I’m working on an algorithm which needs very fast random access to video frames in a possibly long video (minimum 30 minutes). I am currently using OpenCV’s VideoCapture to read my video, but the seeking functionality is either broken or very slow. The best I found until now is using the MJPEG codec inside a MKV container, but it’s not fast enough.
I can chose any video format or even create a new one. The storage space is not a problem (to some extents of course). The only requirement is to get the fastest possible seeking time to any location in the video.
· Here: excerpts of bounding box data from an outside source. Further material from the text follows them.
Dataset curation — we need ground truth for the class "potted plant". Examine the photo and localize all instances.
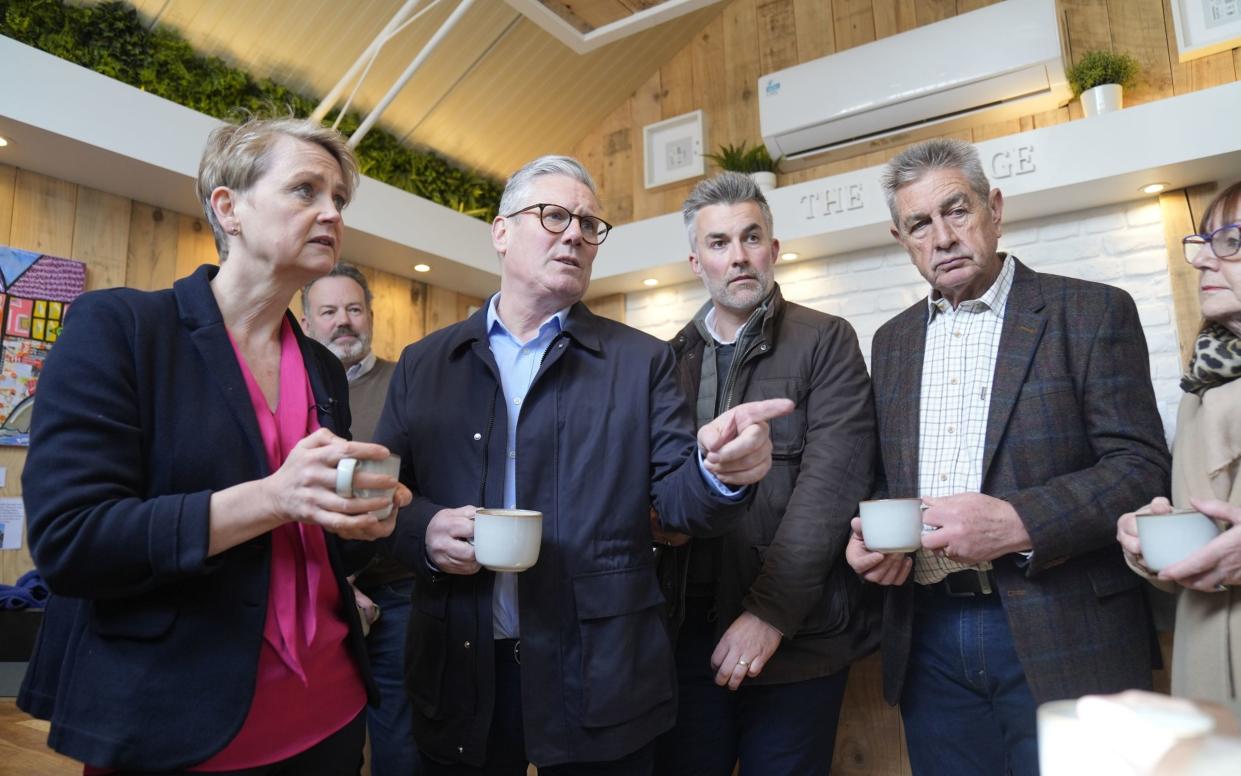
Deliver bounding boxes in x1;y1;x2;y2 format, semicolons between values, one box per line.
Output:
1065;51;1142;115
706;142;781;194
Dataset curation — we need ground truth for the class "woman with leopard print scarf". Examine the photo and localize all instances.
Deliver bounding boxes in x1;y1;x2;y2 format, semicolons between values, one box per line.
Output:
1117;183;1241;715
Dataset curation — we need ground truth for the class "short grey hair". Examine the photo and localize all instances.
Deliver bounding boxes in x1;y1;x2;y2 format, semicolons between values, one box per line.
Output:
681;171;774;251
879;138;992;228
196;117;357;261
302;262;375;312
499;155;599;216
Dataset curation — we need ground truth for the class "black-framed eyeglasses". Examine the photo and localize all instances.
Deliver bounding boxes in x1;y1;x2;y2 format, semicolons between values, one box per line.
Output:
504;202;612;245
1180;223;1241;264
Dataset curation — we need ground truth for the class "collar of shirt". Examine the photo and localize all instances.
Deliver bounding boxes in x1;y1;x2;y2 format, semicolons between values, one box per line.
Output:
486;294;568;345
702;305;746;345
927;252;1016;324
345;350;375;382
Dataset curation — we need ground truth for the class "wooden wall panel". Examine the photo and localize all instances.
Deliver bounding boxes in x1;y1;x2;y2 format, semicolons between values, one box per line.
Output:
712;0;761;145
9;170;77;258
629;71;664;221
1107;0;1174;106
426;286;458;334
793;0;836;62
831;0;883;51
125;202;179;291
172;214;220;279
66;186;133;289
360;267;429;361
0;164;17;245
755;0;798;78
576;0;1241;223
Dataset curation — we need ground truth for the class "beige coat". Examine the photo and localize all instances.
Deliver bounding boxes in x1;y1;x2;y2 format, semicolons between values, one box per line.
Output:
1172;380;1241;714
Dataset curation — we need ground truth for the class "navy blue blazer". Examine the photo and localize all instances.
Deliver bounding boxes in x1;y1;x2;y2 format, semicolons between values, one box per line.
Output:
17;266;375;770
375;303;755;766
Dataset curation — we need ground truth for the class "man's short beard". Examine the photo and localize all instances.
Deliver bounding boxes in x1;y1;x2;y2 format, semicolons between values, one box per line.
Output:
324;329;371;368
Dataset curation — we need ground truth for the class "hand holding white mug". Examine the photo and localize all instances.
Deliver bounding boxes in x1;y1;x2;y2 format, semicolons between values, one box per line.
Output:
427;504;482;575
263;428;413;540
845;518;913;585
336;456;401;520
1116;495;1172;568
1159;498;1241;592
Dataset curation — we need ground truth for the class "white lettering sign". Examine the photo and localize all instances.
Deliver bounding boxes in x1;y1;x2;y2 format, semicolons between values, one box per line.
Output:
802;184;865;220
992;145;1037;179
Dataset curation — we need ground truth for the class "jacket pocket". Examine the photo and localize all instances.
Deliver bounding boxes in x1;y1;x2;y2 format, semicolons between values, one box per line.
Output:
1086;564;1145;598
91;598;177;641
573;565;673;728
797;562;861;638
755;377;807;461
405;580;449;719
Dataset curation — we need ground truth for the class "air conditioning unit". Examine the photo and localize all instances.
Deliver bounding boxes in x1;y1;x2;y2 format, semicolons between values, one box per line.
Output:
758;0;1072;159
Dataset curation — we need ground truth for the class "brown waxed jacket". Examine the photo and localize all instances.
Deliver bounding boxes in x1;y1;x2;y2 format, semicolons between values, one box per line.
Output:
660;286;879;684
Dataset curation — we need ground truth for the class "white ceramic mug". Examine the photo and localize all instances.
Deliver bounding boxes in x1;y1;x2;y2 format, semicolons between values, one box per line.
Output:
474;508;542;571
858;498;922;553
336;456;401;520
1138;509;1220;571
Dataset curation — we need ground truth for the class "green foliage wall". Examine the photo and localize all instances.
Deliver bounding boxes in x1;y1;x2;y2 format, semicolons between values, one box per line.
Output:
0;0;501;221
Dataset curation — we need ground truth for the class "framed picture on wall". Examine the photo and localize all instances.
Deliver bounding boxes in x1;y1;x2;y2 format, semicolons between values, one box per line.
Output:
1172;0;1241;62
642;110;704;189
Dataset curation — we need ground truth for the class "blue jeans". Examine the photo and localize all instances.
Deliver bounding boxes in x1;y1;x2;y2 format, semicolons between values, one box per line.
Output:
901;589;1039;776
362;580;421;776
655;600;849;776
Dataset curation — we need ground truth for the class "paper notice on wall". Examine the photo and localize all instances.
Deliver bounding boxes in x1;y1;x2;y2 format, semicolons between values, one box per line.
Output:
0;498;26;550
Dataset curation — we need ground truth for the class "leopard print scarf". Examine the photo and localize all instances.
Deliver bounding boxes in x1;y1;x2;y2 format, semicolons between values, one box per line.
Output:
1180;323;1241;396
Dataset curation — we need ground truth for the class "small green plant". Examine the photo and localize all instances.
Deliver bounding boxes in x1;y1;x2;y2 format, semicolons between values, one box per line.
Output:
1065;51;1142;97
704;142;783;173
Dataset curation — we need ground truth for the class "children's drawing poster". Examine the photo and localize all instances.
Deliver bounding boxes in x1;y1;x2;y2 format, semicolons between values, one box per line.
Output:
0;246;86;447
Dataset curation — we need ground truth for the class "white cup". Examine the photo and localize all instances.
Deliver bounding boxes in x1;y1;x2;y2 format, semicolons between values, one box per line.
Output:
858;498;922;553
474;508;542;571
1138;509;1220;571
336;456;401;520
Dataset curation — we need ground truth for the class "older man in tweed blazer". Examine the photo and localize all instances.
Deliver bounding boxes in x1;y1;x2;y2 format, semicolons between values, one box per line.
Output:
846;140;1169;776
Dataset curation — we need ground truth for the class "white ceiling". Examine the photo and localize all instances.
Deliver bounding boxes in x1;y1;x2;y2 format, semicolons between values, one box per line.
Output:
84;0;722;180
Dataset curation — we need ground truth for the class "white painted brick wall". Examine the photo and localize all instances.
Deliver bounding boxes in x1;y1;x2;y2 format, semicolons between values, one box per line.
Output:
625;200;1180;440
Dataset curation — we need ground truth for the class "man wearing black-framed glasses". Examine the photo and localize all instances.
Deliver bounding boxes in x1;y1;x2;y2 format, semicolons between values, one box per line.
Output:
376;156;793;776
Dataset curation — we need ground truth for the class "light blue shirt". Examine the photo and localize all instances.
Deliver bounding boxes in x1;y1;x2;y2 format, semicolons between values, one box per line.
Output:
482;294;568;638
479;294;746;638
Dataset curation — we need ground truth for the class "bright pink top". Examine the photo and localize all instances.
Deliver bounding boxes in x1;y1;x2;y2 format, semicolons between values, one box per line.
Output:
84;319;366;776
192;319;366;771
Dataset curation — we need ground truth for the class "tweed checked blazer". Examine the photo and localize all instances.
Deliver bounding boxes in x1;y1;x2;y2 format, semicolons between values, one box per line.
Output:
871;259;1170;704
Ideally, I would like to be able to access to multiple frames simultaneously, taking advantages of my quad-core CPU.
I know that relational databases are very good to store large volumes of data, they allows simultaneous read accesses and they’re very fast when using indexes.
Is SQLite a good fit for my specific needs ? I plan to store each video frame compressed in JPEG, and use an index on the frame number to access them quickly.
EDIT : for me a frame is just an image, not the entire video. A 30mn video @ 25 fps contains 30*60*25=45000 frames, and I want to be able to quickly get one of them using its number.
EDIT : For those who could be interested, I finally implemented a custom video container saving each frame in fixed-sized blocks (consequently, the position of any frame can be directly computed !). The images are compressed with the turbojpeg library and file accesses are multi-threaded (to be NCQ-friendly). The bottleneck is not the HDD anymore and I finally obtained much better perfs 🙂
I don’t think using SQLite (or any other dabatase engine) is a good solution for your problem. A database is not a filesystem.
If what you need is very fast random access, then stick to the filesystem, it was designed for this kind of usage, and optimized with this in mind. As per your comment, you say a 5h video would require 450k files, well, that’s not a problem in my opinion. Certainly, directory listing will be a bit long, but you will get the absolute fastest possible random access. And it will certainly be faster than SQLite because you’re one level of abstraction under.
And if you’re really worried about directory listing times, you just have to organize your folder structure like a tree. That will get you longer paths, but fast listing.